予算レンジ 適合業態 坪数 客席数 月商目標 運転資金
1,200〜2,000万円 立ち食い・大衆カウンター 5〜10坪 8〜16席 250〜500万円 200〜400万円
2,000〜4,000万円 江戸前寿司・お任せコース 10〜15坪 10〜18席 500〜1,200万円 500〜1,000万円
4,000〜8,500万円 高級鮨割烹・銀座系 15〜25坪 20〜35席 1,500〜3,500万円 1,000〜2,500万円

開業準備全体の費用イメージ(モデルケース:12坪・カウンター江戸前寿司)

項目 金額目安 備考
物件取得費 300万円 保証金10ヶ月+前家賃+仲介手数料、家賃30万円換算
内装工事費 1,000万円 12坪×坪単価85万円
板場・寿司ネタケース・調理機器 500万円 板場造作・ネタケース・シャリ用炊飯器・刺身切り台
客席カウンター(檜・無垢) 350万円 樹齢若い檜カウンター10席+小上がり個室1室
魚専用冷蔵・超低温庫 400万円 業務用冷蔵冷凍+超低温庫+業務用ワインセラー
空調・電気・給排水 300万円 業務用エアコン分離系統・電気容量増強・給湯
看板・ファサード 100万円 行灯+木製サイン+暖簾+誘導サイン
許認可・申請費 15万円 飲食店営業許可・防火対象物・看板許可
備品・消耗品(オープン時) 120万円 食器(漆器・湯呑)・寿司桶・包丁・制服・POS機
広告・PR費 200万円 SNS広告・グルメサイト・予約サービス連携
運転資金(6ヶ月分) 900万円 家賃・人件費・魚介仕入れ・光熱費
合計 4,185万円 12坪・カウンター江戸前寿司の標準モデル

融資と自己資金のバランス

日本政策金融公庫の新創業融資(無担保・無保証)は最大3,000万円まで利用可能。

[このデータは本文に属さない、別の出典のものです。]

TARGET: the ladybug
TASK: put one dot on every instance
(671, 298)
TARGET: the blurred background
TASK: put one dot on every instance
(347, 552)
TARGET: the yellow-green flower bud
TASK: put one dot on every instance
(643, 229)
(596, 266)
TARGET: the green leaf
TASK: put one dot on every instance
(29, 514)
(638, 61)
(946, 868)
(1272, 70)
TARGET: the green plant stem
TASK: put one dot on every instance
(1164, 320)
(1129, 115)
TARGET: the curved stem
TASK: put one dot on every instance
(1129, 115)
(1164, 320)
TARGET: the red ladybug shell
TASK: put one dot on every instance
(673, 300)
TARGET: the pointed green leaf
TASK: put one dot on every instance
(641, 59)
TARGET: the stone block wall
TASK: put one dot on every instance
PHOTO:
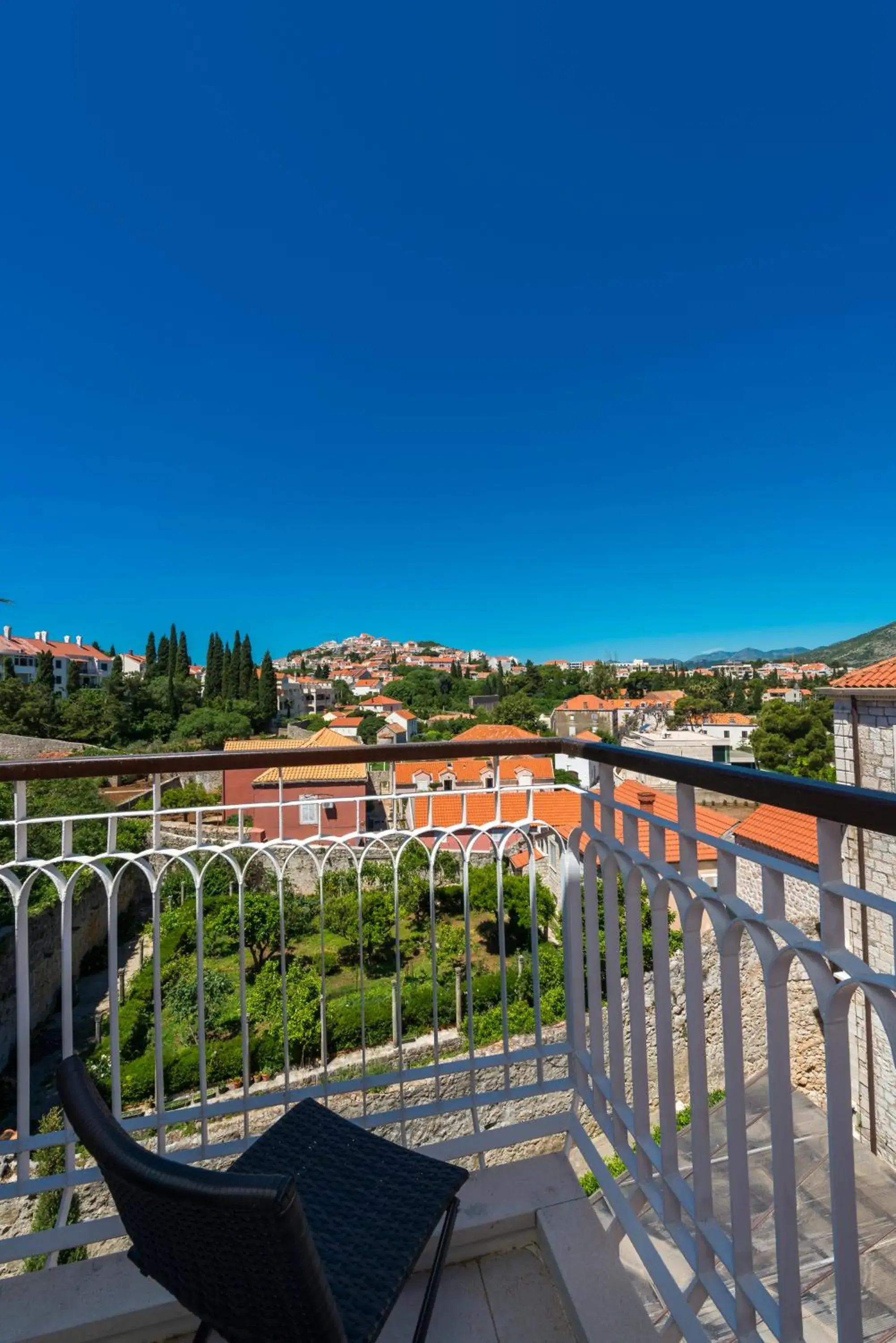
(13, 747)
(878, 770)
(89, 930)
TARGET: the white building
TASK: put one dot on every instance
(297, 696)
(735, 728)
(93, 664)
(586, 770)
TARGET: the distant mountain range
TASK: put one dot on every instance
(706, 660)
(855, 653)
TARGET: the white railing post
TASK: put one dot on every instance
(19, 813)
(574, 966)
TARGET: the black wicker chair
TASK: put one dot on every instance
(309, 1237)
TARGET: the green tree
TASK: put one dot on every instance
(73, 677)
(261, 922)
(183, 656)
(797, 739)
(226, 673)
(246, 671)
(182, 1001)
(370, 726)
(518, 710)
(213, 727)
(213, 688)
(268, 689)
(378, 923)
(235, 664)
(45, 676)
(265, 1005)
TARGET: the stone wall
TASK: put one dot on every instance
(878, 767)
(89, 930)
(13, 747)
(806, 1040)
(801, 898)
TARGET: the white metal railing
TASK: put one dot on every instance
(608, 1074)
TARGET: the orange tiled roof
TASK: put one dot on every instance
(563, 812)
(785, 832)
(348, 771)
(522, 859)
(879, 675)
(492, 732)
(265, 743)
(593, 703)
(469, 770)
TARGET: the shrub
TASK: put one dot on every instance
(51, 1161)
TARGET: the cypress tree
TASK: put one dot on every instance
(226, 668)
(234, 667)
(219, 667)
(43, 675)
(183, 656)
(246, 671)
(211, 689)
(268, 689)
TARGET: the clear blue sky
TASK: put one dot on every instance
(522, 327)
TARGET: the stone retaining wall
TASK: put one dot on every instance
(89, 930)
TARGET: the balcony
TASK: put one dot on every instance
(661, 1129)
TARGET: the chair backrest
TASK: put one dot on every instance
(234, 1249)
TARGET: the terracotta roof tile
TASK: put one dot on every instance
(593, 703)
(563, 812)
(492, 732)
(739, 720)
(471, 769)
(265, 743)
(348, 771)
(790, 833)
(522, 859)
(879, 675)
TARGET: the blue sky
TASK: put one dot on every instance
(546, 329)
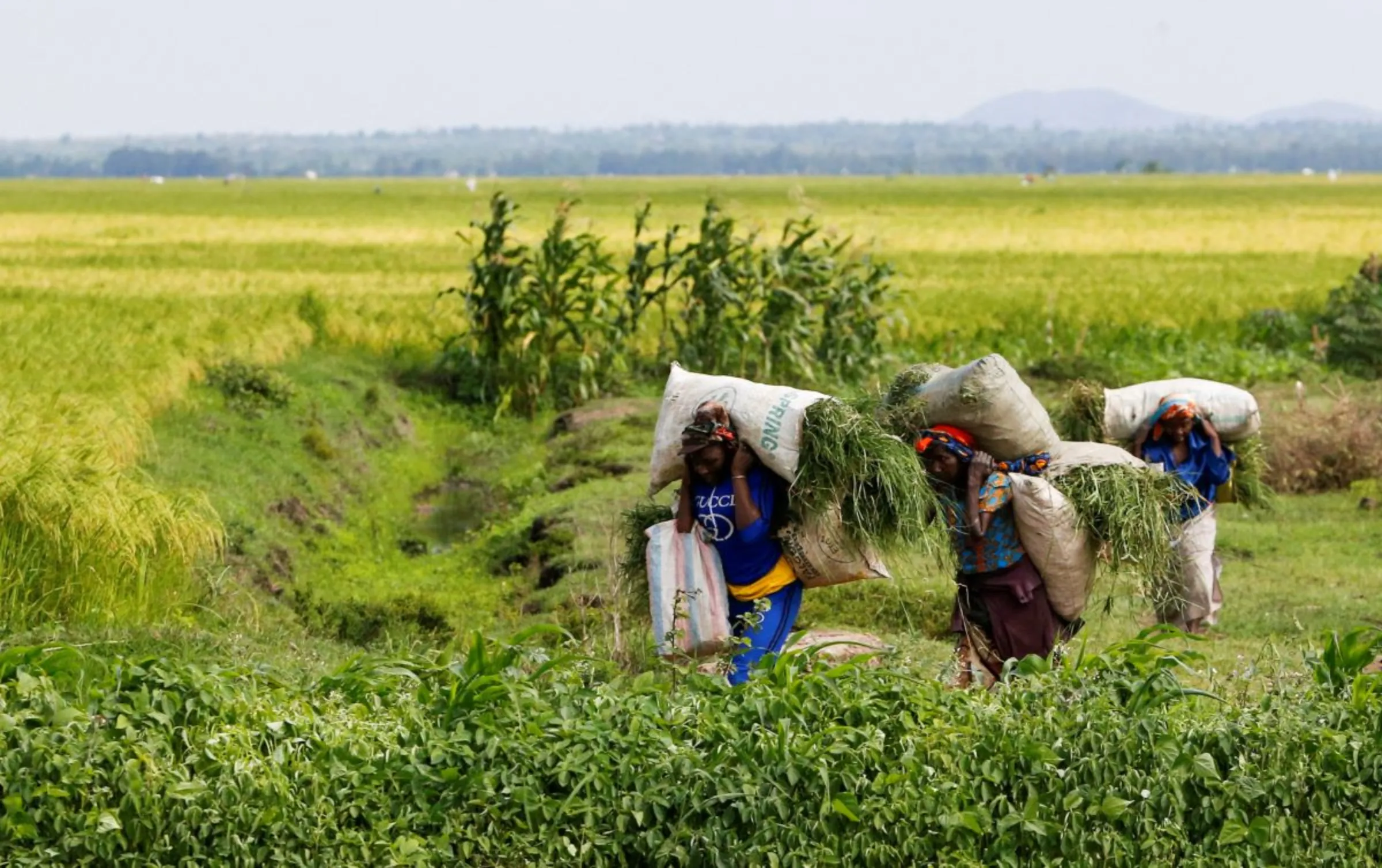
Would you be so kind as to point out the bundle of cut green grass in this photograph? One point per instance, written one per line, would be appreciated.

自己資金は総事業費の1/3〜1/2が融資審査の目安で、上記モデルケース(4,185万円)であれば自己資金1,400〜2,100万円が妥当ライン。融資申請から実行まで2〜3ヶ月かかるため、開業計画から逆算してスケジュールを組む。寿司業態は職人の修行年数(最低5〜10年)が前提のため、独立タイミングと自己資金確保を計画する。